Leetcode 算法 - 7. Reverse Integer
Posted August 17, 2016
问题链接: 7. Reverse Integer
问题描述: Reverse digits of an integer.
Example1:
x = 123, return 321Example2:
x = -123, return -321Update (2014-11-10): Test cases had been added to test the overflow behavior.

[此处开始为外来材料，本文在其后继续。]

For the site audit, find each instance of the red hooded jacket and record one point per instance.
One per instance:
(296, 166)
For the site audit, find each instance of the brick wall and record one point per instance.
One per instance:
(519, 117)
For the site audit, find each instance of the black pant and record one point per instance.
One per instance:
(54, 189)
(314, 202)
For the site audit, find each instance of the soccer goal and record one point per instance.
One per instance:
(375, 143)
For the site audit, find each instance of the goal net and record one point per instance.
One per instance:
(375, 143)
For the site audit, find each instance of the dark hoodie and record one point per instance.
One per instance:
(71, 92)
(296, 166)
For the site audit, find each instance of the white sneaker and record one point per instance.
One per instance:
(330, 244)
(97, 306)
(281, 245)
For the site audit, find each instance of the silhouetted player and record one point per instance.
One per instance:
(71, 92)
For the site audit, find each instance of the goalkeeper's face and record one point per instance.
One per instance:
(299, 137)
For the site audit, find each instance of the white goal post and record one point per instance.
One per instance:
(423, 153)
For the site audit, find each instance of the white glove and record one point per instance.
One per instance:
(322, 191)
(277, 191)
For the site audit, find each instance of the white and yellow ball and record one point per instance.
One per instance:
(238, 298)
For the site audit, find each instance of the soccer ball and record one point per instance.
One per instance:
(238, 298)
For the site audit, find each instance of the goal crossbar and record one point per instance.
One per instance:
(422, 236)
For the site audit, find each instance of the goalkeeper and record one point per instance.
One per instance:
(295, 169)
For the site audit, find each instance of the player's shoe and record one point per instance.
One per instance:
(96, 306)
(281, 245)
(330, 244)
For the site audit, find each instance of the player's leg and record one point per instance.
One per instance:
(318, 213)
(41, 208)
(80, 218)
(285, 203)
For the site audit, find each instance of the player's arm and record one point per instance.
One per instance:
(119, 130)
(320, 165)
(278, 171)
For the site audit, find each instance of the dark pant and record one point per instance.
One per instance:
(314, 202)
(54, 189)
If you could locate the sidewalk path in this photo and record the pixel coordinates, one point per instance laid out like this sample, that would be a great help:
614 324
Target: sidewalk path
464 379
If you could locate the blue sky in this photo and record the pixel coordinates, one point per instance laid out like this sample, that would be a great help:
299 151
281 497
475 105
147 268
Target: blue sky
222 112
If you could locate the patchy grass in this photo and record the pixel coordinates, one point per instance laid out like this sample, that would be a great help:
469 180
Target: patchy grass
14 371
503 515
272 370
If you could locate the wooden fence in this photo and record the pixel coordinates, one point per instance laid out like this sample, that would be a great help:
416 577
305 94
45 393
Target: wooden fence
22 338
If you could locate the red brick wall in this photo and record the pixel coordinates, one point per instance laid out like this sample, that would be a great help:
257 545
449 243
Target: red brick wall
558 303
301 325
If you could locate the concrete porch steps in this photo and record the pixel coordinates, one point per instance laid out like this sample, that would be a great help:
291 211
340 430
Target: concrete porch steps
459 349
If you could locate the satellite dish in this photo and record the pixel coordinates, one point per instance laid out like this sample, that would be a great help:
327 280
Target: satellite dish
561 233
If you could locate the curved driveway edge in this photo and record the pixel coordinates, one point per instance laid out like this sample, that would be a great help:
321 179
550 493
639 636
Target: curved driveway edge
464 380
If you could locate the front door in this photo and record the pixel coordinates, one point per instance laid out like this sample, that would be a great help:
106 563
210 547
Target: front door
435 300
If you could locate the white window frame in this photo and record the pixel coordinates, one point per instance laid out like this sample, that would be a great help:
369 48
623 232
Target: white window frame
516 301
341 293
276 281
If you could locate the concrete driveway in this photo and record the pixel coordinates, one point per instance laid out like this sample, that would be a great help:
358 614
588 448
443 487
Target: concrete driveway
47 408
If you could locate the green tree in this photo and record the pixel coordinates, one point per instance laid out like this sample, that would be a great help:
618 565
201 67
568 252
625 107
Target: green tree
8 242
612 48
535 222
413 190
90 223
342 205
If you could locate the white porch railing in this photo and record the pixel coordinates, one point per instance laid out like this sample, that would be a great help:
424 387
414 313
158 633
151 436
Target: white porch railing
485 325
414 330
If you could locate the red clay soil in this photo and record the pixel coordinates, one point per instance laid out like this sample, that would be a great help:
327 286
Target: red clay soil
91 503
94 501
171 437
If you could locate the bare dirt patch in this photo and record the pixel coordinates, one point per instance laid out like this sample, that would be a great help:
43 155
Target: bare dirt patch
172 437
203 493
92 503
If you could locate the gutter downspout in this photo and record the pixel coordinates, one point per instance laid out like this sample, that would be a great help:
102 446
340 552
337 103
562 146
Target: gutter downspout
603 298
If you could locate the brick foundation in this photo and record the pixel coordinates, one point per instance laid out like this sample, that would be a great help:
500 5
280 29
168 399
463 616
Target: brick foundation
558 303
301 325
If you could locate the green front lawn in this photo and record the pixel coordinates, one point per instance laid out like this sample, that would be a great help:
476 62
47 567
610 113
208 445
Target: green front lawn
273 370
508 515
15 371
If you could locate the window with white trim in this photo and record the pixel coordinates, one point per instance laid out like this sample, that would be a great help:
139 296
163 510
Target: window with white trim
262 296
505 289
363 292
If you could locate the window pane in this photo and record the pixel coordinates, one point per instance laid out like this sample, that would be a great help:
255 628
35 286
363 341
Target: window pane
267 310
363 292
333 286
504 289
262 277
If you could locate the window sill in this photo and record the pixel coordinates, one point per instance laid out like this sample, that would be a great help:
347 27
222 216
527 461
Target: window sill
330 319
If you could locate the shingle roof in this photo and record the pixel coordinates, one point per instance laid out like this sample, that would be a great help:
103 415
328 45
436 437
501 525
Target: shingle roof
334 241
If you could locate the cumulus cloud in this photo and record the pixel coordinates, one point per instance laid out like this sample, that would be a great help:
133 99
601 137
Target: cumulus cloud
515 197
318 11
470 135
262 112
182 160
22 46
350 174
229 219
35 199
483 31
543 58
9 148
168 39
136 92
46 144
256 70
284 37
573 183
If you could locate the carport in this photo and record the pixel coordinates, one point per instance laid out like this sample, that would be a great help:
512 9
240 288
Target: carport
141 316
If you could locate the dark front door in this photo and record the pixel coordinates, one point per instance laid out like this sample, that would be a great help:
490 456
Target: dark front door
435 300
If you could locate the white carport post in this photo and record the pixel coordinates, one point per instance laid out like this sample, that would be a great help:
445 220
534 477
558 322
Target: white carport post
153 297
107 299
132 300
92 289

注意点: 此问题在2014-11-10有更新, 加入了对溢出的控制, 当出现溢出则返回为0. 而Python中没有溢出的行为, 所以为了Accepted, 加入了bit_length 判断. 长度为32或以上直接返回为0
class Solution(object):
def reverse(self, x):
"""
:type x: int
:rtype: int
"""
answer = 0
sign = 1 if x > 0 else -1
x = abs(x)
while x > 0:
answer = answer * 10 + x % 10
x /= 10
# update 2014-11-10
if answer.bit_length() >= 32:
return 0
return sign * answer
起初我用的是转成字符串然后转成list倒序拼接, 虽然可以Accepted, 但总觉得开销大, 而且不规范, 后来两个解法速度测试后的确这个解法开销大. 顺便附上起初我的错误解答. 大家可以感受下.
class Solution(object):
def reverse(self, x):
"""
:type x: int
:rtype: int
"""
value = ''.join([ str(abs(x))[i] for i in range(len(str(abs(x))) - 1, -1, -1) ])
if x > 0:
number = int(value)
else:
number = -int(value)
if number.bit_length() >= 32:
return 0
else:
return number